"Deborah Sheldon is adept at drawing you in, writing fast, furious dialogue, making you smell and taste the landscape and the characters’ sweat, taking you on a journey with the lost, the displaced, the broken, the runaways, the misfits and the mad, who populate the pages. Many of her characters are in transition, running away from their dangerous past." Alyson R., Goodreads (5stars)
Release Date: November 18th, 2019
Brutal. Compelling. Sinister.
From wheat farms, roadhouses, caravan parks and beaches to quiet suburban streets and inner-city apartments, award-winning author Deborah Sheldon tells distinctly Australian stories about violence, loss, betrayal and revenge.
Figments and Fragments includes three new stories written especially for the collection.
Blue Light Taxi
You stumble from the bar, giggling. The street is a blur of tram tracks, shop fronts and parked cars. There must be stars overhead, but the streetlights are too bright for you to see them.
“Wait,” you shout, and laugh, doubling up.
Far ahead, the two detectives, striding to a Holden sedan, stop and look around. You turn to the couple behind you. What are their names again? They are talking, not making sense, every syllable floating off like a balloon. The earth tilts beneath your stilettos. One of the detectives, the chubby-cheeked one, suddenly has his arm pressed around your waist, his sweating hand on your hip. You smell whisky and cigarettes.

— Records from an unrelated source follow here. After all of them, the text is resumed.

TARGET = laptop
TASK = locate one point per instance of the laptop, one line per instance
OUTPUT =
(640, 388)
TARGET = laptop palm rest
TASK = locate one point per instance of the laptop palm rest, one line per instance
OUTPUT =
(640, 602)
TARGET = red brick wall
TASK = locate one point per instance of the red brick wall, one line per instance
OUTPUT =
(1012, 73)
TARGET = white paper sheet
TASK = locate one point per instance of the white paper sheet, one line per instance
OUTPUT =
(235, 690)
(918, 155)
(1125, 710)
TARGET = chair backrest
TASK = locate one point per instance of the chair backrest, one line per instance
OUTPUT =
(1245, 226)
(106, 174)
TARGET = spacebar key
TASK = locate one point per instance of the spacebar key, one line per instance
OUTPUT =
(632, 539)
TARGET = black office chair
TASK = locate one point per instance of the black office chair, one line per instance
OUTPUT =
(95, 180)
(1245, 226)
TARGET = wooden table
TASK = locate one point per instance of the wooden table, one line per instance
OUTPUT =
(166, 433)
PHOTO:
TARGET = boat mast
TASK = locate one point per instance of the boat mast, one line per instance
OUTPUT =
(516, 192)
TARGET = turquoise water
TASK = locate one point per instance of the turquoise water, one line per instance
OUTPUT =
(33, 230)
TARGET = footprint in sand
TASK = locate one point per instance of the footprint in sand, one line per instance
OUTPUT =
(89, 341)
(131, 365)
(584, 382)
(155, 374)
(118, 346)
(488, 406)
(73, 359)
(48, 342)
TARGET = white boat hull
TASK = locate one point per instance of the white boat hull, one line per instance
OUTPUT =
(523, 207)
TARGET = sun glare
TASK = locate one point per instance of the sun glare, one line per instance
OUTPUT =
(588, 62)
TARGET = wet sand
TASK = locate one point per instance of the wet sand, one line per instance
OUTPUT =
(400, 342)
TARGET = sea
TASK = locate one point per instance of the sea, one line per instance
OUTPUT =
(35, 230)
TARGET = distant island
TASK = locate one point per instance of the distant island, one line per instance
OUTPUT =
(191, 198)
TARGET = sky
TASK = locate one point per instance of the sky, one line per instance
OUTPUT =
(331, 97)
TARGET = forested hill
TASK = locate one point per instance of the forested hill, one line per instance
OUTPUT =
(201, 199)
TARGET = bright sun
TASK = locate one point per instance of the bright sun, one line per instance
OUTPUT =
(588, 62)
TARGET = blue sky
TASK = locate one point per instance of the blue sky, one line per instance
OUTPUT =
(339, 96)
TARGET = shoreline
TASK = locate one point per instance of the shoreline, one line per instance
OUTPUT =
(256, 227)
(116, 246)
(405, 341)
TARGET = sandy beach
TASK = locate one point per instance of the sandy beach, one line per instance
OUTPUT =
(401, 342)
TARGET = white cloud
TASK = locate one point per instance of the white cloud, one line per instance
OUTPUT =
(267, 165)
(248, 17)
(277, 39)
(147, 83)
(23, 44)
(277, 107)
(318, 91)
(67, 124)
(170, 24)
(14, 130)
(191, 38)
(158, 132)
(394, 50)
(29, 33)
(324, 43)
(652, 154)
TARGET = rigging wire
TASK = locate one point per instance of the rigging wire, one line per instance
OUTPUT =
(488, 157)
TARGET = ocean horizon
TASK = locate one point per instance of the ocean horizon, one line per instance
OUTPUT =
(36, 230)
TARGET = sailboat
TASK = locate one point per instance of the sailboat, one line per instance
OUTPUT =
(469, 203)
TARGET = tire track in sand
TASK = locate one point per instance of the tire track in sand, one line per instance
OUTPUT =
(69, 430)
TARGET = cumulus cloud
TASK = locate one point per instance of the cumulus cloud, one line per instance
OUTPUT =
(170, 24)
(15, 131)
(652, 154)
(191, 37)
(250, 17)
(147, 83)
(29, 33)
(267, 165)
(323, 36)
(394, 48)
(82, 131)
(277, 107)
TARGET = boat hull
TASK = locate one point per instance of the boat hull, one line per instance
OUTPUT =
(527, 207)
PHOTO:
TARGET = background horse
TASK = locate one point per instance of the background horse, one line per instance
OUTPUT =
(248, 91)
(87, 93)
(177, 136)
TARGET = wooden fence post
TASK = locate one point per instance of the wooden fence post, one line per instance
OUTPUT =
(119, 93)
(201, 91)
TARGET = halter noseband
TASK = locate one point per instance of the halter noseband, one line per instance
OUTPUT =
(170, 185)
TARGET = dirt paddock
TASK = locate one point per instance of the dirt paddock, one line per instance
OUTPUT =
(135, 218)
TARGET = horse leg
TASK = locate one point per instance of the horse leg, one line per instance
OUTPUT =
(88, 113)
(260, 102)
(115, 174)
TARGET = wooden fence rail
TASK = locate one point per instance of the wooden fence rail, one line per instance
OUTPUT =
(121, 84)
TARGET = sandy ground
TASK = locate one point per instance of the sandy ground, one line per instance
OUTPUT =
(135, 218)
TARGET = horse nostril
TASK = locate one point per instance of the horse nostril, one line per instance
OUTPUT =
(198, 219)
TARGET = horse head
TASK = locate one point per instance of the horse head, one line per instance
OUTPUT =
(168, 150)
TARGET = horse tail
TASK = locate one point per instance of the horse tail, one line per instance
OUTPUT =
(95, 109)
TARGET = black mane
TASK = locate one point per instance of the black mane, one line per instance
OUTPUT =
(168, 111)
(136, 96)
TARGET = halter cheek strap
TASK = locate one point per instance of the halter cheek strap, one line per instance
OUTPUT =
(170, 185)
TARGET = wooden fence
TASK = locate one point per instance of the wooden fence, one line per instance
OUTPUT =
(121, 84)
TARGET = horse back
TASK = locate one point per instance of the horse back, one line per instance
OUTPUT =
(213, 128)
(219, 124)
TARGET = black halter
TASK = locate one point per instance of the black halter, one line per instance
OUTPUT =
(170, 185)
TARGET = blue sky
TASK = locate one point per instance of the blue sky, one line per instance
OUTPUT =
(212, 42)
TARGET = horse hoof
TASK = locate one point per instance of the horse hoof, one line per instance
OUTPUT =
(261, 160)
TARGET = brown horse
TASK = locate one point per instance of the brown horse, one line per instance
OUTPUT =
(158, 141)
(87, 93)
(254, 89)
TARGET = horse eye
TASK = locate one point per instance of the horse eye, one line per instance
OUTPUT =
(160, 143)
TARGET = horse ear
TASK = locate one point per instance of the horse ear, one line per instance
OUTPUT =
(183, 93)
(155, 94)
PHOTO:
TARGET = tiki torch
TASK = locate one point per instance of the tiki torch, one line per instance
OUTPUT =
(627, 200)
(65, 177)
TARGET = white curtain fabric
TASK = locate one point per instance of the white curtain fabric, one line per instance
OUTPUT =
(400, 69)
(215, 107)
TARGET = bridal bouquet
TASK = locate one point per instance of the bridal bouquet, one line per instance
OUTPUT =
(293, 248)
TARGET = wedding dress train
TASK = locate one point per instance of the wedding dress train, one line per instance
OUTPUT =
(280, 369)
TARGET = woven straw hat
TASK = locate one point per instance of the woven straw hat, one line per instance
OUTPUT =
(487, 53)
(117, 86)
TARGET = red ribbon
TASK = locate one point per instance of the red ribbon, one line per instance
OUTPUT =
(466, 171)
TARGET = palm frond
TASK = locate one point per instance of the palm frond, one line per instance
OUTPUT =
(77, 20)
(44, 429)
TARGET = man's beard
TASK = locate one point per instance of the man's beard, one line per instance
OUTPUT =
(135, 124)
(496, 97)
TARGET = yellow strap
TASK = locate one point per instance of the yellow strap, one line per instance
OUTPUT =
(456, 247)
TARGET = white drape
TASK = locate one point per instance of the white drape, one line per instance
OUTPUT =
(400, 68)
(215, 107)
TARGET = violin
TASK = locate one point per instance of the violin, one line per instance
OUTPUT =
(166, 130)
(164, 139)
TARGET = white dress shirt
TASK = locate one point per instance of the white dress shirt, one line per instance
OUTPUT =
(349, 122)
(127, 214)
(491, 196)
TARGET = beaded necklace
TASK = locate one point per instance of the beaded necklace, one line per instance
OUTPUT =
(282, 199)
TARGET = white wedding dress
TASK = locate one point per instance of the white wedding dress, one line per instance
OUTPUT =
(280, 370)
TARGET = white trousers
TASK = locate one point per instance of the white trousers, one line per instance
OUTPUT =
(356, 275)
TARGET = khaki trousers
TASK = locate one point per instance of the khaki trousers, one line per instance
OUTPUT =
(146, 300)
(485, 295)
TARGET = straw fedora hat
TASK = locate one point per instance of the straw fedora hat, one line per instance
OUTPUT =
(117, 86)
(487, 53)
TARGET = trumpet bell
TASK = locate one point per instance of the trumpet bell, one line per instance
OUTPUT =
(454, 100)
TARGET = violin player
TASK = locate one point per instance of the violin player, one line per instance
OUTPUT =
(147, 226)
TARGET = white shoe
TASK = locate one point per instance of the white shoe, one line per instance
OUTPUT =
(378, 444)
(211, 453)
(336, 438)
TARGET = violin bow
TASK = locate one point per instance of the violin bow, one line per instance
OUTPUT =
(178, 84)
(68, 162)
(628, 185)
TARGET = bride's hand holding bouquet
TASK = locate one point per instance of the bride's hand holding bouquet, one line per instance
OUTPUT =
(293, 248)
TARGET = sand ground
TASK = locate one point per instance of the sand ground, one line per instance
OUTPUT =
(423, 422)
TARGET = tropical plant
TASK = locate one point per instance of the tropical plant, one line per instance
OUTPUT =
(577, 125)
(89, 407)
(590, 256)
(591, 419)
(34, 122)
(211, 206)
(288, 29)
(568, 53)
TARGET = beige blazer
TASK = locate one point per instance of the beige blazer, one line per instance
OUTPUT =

“Come on, you can’t call it a night,” he says. “We’ve got that party, remember?”
You say, “Just help me to the car, Hedgehog.”
The chubby-cheeked detective sniggers. Hedgehog is your name for him; you came up with it during your fifth or sixth or whatever champagne. His short hair is gelled into needles, and he’s pear-shaped, a waddler, a stout little hedgehog on hind legs. You giggle again.
He says, “Can you walk? Do you want me to carry you?”
“Oh, no, I hope she’s not sick,” a female voice says.
You glance at the couple: the greasy-faced girl with her scruffy coat shedding nylon faux-fur from its lapels; the skinny boy with his straight-leg jeans, long fringe and cardigan. They are very young. Older than you, of course, but so cloistered and middle-class that when you and the detectives used them for laughs they didn’t even know it. But they bought drinks too, so what the hell.
“I think she needs coffee,” the chubby-cheeked detective says.
You push away from him and dash along the footpath towards the other detective, who has his hands on his hips, his suit jacket pushed back to reveal his crumpled shirt, his paunch, his shoulder holster, the butt of a .45. Your stiletto heels clack and smack against concrete. Each footfall sends shock waves up your legs. The world is sliding. The detective catches you by your elbows, straightens you up.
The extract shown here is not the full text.